Canadians can't take a joke - it's about time, eh?

This past week, Canadians displayed uncharacteristic intolerance in the wake of a sketch by US talk-show host Conan O'Brien in which Triumph the Insult Comic Dog, a puppet, taunted French-speaking Quebeckers with lines like "You're in North America, learn the language!" and "So you're French and Canadian, yes? That means you're obnoxious and dull."

The usually easygoing Canadians responded with scorn and overblown accusations of racism and hatemongering, prompting many other Canadians - and surprised US media - to lament that Canucks seemed to have lost their famous sense of humor. But more than anything, this episode signals Canadians' rise in national self-esteem and their demand for international respect - in essence, they're becoming more American.

Spend any time with Canadians, and one quickly discovers that our national identity, to the extent it exists at all, is shaped mostly by the few differences between Canadian and American society - such as religiosity, the health-insurance system, attitudes toward gun control, drug-enforcement policies, and preferred candy bars. "National pride" - an American quality that Canadians have traditionally disparaged as blind self-love or jingoism - always makes that ever-shrinking list of differences. Canadians like to think of themselves as less patriotic and more prone to self-deprecation than their brash and earnest neighbors/neighbours. But today it is a false distinction. In fact, in both countries, satire is celebrated when it is homegrown, and charged as crude and culturally insensitive when it comes from abroad.

Canuck mockery may well be Canada's best-known export - the McKenzie Brothers being one of many examples. But the broad appeal of TV programs like "The Simpsons" and "The Daily Show" demonstrates that Americans, too, have a healthy appetite for self-criticism. And slightly less mainstream lampoons in the States, such as "South Park" and "The Onion," are laced with vicious satire of American life, leaving no sacred cow unskewered. In fact, the most widely read and appreciated Onion issue was its first post-9/11 issue, devoted entirely to the unmockable, and included the headlines "Not Knowing What Else To Do, Woman Bakes American-Flag Cake" and "American Life Turns Into Bad Jerry Bruckheimer Movie." Rather than engendering contempt, these spoofs were praised for affording Americans a much-needed chuckle and providing hope that the seriousness of the event might eventually pass.

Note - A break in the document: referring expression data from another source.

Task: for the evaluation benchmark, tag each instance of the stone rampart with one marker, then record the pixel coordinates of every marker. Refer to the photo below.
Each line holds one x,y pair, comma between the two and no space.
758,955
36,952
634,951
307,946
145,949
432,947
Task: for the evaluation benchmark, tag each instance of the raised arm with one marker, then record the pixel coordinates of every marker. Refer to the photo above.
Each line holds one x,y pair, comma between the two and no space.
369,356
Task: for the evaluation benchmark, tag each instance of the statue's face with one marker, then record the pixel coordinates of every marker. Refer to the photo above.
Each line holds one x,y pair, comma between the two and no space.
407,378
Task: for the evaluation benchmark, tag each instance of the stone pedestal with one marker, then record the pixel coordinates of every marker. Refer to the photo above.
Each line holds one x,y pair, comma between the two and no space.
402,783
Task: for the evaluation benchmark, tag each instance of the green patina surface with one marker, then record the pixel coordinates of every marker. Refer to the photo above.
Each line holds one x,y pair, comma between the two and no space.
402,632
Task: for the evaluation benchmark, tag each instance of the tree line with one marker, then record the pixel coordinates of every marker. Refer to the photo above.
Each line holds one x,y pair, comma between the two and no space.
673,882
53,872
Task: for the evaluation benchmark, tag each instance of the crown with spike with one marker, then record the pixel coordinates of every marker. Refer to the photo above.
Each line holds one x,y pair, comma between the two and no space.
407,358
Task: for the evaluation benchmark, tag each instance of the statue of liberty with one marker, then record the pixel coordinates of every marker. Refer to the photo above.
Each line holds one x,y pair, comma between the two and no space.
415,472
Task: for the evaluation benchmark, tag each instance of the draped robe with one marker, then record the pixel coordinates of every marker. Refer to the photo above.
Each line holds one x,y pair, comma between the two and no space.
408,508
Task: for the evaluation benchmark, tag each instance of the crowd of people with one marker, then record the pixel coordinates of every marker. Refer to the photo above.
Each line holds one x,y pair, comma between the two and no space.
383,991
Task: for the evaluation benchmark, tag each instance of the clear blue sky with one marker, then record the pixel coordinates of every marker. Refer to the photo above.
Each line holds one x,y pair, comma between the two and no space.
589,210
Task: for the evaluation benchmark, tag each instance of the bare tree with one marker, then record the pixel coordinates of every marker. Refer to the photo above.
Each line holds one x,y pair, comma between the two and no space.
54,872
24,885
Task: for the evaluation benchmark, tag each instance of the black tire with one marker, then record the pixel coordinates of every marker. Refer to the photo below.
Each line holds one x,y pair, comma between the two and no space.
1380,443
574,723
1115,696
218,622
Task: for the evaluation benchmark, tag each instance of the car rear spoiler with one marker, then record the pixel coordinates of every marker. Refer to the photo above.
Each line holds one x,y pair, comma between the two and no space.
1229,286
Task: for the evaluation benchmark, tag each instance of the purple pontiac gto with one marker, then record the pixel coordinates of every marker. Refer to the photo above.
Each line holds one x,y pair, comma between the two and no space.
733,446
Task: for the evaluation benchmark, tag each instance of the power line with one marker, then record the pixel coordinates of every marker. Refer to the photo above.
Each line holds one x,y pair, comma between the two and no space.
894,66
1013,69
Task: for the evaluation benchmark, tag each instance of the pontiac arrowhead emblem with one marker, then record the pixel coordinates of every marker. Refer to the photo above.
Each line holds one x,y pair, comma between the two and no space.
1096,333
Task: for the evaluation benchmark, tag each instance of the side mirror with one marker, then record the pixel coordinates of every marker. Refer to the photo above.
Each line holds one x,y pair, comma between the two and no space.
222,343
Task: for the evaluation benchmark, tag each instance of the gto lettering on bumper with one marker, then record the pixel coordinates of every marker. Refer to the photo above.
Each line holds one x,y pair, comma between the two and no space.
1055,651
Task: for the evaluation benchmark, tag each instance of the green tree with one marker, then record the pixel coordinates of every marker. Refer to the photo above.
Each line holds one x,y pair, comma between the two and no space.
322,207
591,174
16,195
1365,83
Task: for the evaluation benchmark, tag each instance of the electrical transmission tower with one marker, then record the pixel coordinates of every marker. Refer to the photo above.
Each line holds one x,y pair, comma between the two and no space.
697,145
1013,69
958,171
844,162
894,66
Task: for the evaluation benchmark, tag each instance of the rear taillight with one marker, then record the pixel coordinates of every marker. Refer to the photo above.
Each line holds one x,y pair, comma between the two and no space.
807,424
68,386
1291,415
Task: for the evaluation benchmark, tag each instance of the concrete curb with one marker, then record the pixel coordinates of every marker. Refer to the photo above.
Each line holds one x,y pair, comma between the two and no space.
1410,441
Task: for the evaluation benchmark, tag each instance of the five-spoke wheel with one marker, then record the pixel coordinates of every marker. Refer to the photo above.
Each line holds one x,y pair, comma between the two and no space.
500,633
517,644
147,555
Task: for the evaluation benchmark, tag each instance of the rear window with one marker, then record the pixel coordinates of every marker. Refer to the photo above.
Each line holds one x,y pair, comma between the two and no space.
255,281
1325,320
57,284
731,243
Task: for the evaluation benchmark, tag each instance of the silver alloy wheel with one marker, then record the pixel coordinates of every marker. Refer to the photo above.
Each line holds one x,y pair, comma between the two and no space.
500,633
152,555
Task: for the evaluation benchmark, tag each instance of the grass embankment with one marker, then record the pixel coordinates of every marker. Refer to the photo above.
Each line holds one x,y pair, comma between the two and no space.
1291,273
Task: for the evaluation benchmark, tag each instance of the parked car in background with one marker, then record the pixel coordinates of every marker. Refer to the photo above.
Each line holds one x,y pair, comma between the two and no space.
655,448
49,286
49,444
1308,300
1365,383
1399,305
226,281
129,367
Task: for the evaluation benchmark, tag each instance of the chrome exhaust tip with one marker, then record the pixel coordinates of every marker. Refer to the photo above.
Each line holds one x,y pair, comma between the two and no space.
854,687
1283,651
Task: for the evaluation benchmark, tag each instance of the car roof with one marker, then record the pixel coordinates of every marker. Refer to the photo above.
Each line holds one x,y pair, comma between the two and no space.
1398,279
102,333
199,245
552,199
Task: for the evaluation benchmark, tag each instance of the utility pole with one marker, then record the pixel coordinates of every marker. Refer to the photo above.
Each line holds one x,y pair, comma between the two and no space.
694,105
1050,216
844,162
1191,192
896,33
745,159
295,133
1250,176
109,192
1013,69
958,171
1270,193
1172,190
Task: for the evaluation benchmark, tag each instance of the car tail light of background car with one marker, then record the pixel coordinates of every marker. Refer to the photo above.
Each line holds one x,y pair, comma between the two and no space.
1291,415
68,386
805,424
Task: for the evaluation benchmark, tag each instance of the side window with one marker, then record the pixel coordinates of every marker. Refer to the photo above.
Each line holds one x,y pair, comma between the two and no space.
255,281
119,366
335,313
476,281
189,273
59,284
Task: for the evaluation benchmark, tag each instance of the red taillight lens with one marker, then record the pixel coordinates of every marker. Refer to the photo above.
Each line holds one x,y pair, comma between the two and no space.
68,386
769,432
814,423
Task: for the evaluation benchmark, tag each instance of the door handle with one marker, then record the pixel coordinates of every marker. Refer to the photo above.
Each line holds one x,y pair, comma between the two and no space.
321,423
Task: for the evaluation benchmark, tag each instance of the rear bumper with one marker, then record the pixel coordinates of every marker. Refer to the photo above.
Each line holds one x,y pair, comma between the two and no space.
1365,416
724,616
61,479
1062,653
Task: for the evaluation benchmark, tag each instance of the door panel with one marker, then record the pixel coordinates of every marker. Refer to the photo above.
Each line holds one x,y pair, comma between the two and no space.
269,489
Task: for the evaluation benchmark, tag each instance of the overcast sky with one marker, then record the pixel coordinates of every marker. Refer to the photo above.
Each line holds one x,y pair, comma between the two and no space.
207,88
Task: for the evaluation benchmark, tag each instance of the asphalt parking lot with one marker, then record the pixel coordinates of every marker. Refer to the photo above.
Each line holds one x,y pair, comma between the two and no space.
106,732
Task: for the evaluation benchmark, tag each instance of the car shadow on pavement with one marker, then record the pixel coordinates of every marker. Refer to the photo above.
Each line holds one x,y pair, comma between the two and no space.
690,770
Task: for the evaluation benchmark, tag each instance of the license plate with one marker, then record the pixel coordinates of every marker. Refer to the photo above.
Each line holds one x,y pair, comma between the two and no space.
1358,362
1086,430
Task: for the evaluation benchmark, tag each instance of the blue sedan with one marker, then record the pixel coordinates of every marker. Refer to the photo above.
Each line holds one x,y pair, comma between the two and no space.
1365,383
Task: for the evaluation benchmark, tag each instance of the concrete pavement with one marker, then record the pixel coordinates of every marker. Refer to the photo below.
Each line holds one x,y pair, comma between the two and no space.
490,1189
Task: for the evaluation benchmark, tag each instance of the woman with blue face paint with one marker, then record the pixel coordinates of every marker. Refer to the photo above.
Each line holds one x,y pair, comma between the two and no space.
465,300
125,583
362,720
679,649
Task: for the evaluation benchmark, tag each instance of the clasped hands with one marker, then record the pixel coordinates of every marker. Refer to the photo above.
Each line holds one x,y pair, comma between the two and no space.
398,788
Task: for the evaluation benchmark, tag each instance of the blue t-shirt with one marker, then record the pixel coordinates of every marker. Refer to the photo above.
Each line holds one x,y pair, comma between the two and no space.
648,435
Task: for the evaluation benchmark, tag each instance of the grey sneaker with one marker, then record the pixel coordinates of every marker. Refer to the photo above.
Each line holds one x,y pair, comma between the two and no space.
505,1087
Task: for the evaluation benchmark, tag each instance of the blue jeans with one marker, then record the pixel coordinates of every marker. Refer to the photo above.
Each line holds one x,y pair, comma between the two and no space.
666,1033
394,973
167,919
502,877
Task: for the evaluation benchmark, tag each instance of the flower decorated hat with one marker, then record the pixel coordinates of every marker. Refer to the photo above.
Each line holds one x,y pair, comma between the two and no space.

What Americans will not tolerate, however, is someone else pointing and laughing. Opposition to the war in Iraq is an example: While the US citizenry was deeply divided on the issue of invading Iraq, I found that Americans were almost unanimously irked by foreign political cartoons depicting US troops calling out, "We are here to liberate you" to wounded Iraqis cowering in their bombed-out homes.

Instead, such commentary was seen as a manifestation of jealousy and hostility toward US power (masked as condescension in France's advice on Arab diplomacy and naked hypocrisy in Germany's lecturing on pacifism). It seems even those Americans most critical of Bush policies cringe at the sound of their own thoughts when articulated in a European accent on the international stage.

Canadians' reaction to Conan's dog doesn't reveal a decline in sense of humor, but a rise in their sense of dignity. By allowing themselves to engage in the duplicity of liberal nationalism, they're experimenting with a proud belief long-held by Americans: Just because a criticism may be fair, doesn't mean it's OK for foreigners to make it about you.

It's about time, eh?

Avi Gesser is a lawyer and a Canadian.